British Business Secretary Kwasi Quarting said Monday (August 9th) that flexible working in the UK “is here to stay”.
The minister said during an interview with BBC Radio 4.
“I don’t think it makes sense to have a government dictating exactly how many hours they will spend in the office and how many hours they will spend at home,” the official explained.
Quarting’s comments came as the British government tries to persuade people to return to their offices, which are often located in city centers and which rely on commutes to boost their local economies.
However, people did not return in large enough numbers for some government figures. Some politicians have issued increasingly forceful comments to local media, proposing anything from cutting the wages of workers who do not return to their jobs, to suggesting that those who work from home should not be promoted.
As for officials at the Department of Business, Quarting said he would encourage them to come back, “but of course, there will be a degree of flexibility.”
As flexible working becomes the new normal, so has medical masks, at least in Scotland.
John Sweeney, the Scottish Deputy Prime Minister and minister for coronavirus strategy, told the BBC on Monday that the wearing of masks could continue throughout the winter.
“We still have measures in place to provide protection, for example through the use of face masks, which we see as a major obstacle to the spread of the virus,” Sweeney told BBC Radio Scotland.
“When I traveled to Asia, there was a common use of the face covering by people to protect others and protect themselves, and that became part of the cultural activity of certain countries,” the official said.
“I don’t know if that will happen here, but some people will feel more confident as a result of wearing face masks.
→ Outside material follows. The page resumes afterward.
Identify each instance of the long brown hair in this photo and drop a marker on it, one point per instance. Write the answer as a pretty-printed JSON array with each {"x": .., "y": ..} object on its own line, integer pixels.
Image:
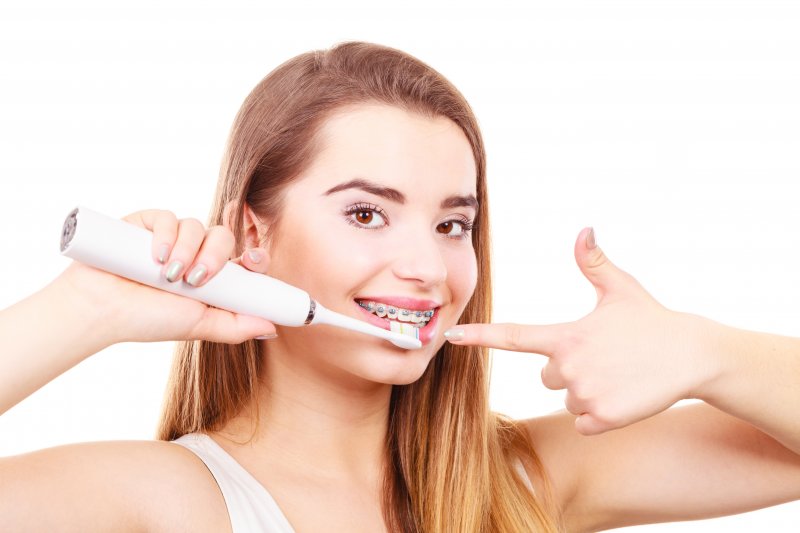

But certainly during the winter, I expect face masks to remain an important part of our lives,” he added.
British government data released on Monday recorded 25,161 cases across the UK in the past 24 hours. This brings the total number to more than six million. Another 37 deaths from the virus were also reported, bringing the total deaths to 130,357.
See also: The entry into force of the Health Permit against COVID-19 in France.
* Juan Felipe Vélez Rojas contributed to this note.